Why I walk
In the middle of 2021, I started showing signs of having a fatty liver. It was almost certainly due to my love of beer. I won’t go into the details of just how much I was drinking, but I decided that it was time to stop for a while.
I would walk my minimum of 5 kilometres and then reward myself with a few beers. Then the fatty liver symptoms started showing up. I decided that either the hiking or the drinking would have to go.
I decided that the drinking would go.
Now, don’t get me wrong. I am not advocating a tea-total lifestyle. I loved my beer, and still do. The point is that when I made this decision, it was the right choice for me.

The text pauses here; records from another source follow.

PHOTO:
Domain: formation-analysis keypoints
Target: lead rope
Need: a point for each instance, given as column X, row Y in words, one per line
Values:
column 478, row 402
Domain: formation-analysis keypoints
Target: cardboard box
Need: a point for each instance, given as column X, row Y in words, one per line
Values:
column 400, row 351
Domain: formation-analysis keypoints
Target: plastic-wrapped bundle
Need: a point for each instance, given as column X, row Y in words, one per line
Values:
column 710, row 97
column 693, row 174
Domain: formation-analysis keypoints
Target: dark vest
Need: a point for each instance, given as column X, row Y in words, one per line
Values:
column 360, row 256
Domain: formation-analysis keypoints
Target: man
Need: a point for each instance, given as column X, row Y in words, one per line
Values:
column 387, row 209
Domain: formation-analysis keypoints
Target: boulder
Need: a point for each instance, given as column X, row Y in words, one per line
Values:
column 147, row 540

By the time I decided to lay off the beer, I had already started my walking plan of 5 kilometres a day. No one was more surprised than I when I was able to make good on my determination to remain beer-free. And, it wasn’t long before I felt the benefits of the combination of exercise and abstinence. Slowly but surely, the fatty liver symptoms diminished. And today, I am completely clear of them.
Deciding on a plan
Deciding on a plan depends very much on your state of health. I am 69 years of age. I have bad knees and ankles due to a series of motorcycle accidents in my 20s. Since then, I have broken most of my toes and several fingers. I have also broken my nose at least three times. However, I don’t think that affects my walking.
I suggest setting a minimum of 5 kilometres (3 miles) a day. If you can do more, do more. But, try to keep up the minimum. It is better to aim low and build up, rather than aim high and stop because you get discouraged.

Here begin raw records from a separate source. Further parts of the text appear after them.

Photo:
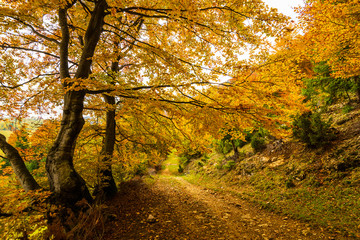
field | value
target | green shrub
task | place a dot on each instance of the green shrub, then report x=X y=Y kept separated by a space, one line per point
x=312 y=130
x=229 y=165
x=258 y=142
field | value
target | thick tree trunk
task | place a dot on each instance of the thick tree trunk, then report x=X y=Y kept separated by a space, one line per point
x=65 y=182
x=357 y=84
x=236 y=150
x=68 y=186
x=27 y=181
x=106 y=188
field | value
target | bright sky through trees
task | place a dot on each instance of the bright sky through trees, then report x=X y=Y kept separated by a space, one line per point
x=285 y=6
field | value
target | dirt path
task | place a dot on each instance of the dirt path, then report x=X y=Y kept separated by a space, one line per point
x=171 y=208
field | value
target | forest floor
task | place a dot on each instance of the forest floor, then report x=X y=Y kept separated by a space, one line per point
x=168 y=207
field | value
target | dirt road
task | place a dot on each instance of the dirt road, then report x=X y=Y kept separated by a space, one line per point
x=171 y=208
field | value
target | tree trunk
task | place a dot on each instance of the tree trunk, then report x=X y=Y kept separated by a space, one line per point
x=106 y=189
x=357 y=84
x=236 y=150
x=69 y=187
x=27 y=181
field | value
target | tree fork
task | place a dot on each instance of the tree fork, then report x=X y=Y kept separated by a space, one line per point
x=69 y=187
x=27 y=181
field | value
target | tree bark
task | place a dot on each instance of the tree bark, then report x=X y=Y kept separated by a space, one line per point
x=106 y=189
x=27 y=181
x=69 y=187
x=357 y=84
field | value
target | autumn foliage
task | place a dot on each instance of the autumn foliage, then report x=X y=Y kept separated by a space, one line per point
x=136 y=79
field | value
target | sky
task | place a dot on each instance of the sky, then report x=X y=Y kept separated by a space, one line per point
x=285 y=6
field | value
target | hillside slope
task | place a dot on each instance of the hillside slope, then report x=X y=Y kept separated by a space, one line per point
x=319 y=186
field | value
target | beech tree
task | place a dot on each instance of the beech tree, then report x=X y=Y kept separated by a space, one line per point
x=147 y=59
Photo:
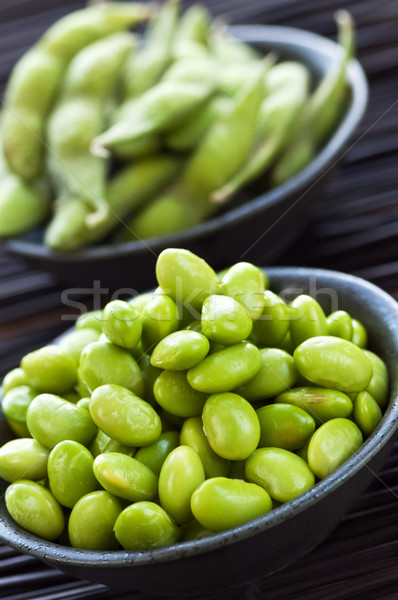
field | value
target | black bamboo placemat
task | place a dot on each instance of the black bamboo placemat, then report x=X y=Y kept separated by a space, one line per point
x=354 y=228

Incidentally, while I try to keep up a minimum of 5 kilometres a day, I also try to get in one good cross country hike a week.
Keep a record
I use a smartphone and watch to record my efforts. You can also keep a hard copy record in a notebook or diary. I have also been able to find a route which is just over 5 kilometres and it is on my way into the shopping centre. I can kill two birds with one stone, so to speak. Get my exercise in and do the shopping at the same time.
If you live near a park, see if it has a measured track. Do as many circuits as you feel comfortable doing. If you get tired, stop! And, if you wake up tired, then have a day off. The entire point in all this is to make yourself feel better, not worse.
And don’t forget to weigh yourself once a week! Weight loss is another good indication of progress.
Footwear and Equipment
Good shoes are a must. I require ankle support, which can come from both the shoes and braces.
I also use a set of trekking poles. I find that the support they offer reduces fatigue. On this point, you might want to take a look at Nordic Pole Walking. There are numerous YouTube presentations on the subject and this is just one of them. I have also posted a report on my personal use of trekking poles which you may find useful. You can see it here.
A water bottle, because you need to stay hydrated. A little bit of experience will tell you how much water you need to carry. I always err on the side of caution. There is nothing worse than getting thirsty and this has ruined more than a few, otherwise enjoyable hikes.
Pain is a good indicator that you are doing something wrong. Someone once asked Arnold Schwarzenegger, “Does anything actually hurt you?”
“Only pain.” He replied.
Pain tells us that it is time to stop. Apart from the fact that it ruins any enjoyment you might be having, it is an indication that something isn’t right.
I made an error choosing my footwear for a recent hike. I was annoyed, and at the same time pleased. I called a halt to my walk. Not because I was exhausted but because my feet were killing me. It was an indication that my training was beginning to show results. I was getting fitter!
I hope this has encouraged to you to try walking for health. The general feeling of well-being you will soon experience is worth the effort. You will soon find that you will lose weight naturally and the combination of weight loss and increased fitness will become evident.